Moreover, the PA does not encourage Palestinians to work in the Israeli industrial zones in the West Bank because it cannot collect taxes from these workers. Hence, it cloaks its opposition in ideological terms of “the occupier’s economic exploitation of the subjects in the occupied territories.” This is despite the fact that such West Bank employment, along with the Palestinian employment in Israel, drive the Palestinian economy.

At the start of the Oslo process toward the end of 1993, it was clear to Israel that promoting Palestinian economic prosperity would influence Palestinian public opinion toward economic and civil cooperation with Israel. Shimon Peres, Nobel Prize winner and visionary of the Middle East peace process, wrote about the “new Middle East.” He believed that diplomatic peace between Israel and its neighbors could bring technological progress, knowledge, and modernization to the Arab world. Many Arabs perceived this vision, which won great support in the Western countries, as an attempt at a Western takeover of the Arab countries and their resources, particularly their oil.

Barkan Industrial Zone
The Israeli Barkan Industrial Zone, located in the Shomron region of the West Bank. (Wikipedia)

In 1994, Israel and the PLO signed the Paris Protocol. This economic pact created a common tax structure for Israel and the PA for the interim period leading to the establishment of an independent Palestinian entity. The agreement was intended to give the Palestinians access to international markets while providing a stable currency, trade relations, and international standardization and preventing the smuggling of goods between Israel and the PA. Nevertheless, the Palestinians perceived the agreement as a means to curtail the PA’s economic development and boost Israeli control over Palestinian trade policy and customs duties.
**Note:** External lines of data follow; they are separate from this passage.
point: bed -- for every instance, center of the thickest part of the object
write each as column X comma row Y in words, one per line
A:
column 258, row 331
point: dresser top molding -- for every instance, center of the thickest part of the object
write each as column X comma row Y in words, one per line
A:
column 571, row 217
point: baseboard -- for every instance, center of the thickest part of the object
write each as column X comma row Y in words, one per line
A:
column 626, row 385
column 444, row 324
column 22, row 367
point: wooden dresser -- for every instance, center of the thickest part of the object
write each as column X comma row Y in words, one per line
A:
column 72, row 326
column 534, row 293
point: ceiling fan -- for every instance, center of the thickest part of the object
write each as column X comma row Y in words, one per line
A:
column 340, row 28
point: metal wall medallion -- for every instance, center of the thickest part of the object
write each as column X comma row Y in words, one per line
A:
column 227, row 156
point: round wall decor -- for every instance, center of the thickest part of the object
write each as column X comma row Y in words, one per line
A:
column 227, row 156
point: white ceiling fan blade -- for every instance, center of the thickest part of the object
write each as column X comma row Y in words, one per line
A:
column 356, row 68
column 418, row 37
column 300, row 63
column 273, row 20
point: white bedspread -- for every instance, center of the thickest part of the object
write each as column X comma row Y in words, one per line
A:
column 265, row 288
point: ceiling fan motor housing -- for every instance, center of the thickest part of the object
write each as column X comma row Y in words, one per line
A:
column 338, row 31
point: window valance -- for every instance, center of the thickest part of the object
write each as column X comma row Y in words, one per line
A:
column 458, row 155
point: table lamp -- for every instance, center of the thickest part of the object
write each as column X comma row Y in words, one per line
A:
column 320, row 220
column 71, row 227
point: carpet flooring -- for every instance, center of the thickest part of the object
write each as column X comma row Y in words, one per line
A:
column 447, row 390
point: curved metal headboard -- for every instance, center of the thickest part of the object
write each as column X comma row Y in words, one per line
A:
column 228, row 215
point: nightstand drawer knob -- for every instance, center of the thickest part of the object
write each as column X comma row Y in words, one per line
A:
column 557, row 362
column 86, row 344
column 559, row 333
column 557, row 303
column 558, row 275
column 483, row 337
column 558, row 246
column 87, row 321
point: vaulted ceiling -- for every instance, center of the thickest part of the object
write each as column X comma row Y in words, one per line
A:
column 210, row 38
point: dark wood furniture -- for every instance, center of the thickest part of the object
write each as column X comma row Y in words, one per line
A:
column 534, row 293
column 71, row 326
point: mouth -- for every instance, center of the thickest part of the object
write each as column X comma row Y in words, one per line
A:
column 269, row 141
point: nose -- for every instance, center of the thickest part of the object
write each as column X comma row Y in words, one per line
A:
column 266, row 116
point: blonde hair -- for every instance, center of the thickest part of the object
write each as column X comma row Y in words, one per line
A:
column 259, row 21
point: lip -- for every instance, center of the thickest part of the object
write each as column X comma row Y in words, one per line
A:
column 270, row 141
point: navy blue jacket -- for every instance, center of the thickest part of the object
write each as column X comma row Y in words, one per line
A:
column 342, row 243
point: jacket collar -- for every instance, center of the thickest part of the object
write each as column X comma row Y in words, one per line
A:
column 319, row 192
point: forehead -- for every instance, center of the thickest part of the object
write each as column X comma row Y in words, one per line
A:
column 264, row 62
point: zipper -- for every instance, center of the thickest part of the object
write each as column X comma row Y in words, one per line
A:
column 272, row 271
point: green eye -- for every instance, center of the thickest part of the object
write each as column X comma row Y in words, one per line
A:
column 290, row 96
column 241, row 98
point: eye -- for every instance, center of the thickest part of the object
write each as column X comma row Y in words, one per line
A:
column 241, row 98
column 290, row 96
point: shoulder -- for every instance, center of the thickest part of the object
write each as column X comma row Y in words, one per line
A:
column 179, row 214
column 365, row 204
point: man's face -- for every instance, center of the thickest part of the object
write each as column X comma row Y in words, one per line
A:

The Oslo vision of peace also fostered the initiative to establish a series of joint industrial zones along the future border between Israel and a future Palestinian sovereign entity. In the early stages, the idea of economic cooperation sparked strong interest on both sides. It was implemented, however, only in the Gaza vicinity, where the borders were not subject to dispute. It was not implemented in the West Bank. The Palestinians feared that creating these zones would establish facts on the ground that would give Israel possession of West Bank lands and a pretext to reduce Palestinian labor quotas within Israel.

Israel and the PA occupy a small space, and economic interactions between them are a necessity. If there is to be an orderly relationship and even economic cooperation between the two entities, their respective economies must be kept separate. As soon as the PA attains full responsibility for its economy and can conduct its economic policy independently, it will understand its own needs and economic affinities and will be able to choose the areas in which it wants economic ties with Arab countries, with countries outside the region, and with Israel. Only in a situation where the Palestinian leadership can make choices, based on economic considerations, can the PA determine which economic relations with other countries and with Israel specifically are advantageous to it. The problem is that, currently, Palestinian economic policy is driven primarily by the desire to damage the Israeli economy, whether in the West Bank or in Israel itself.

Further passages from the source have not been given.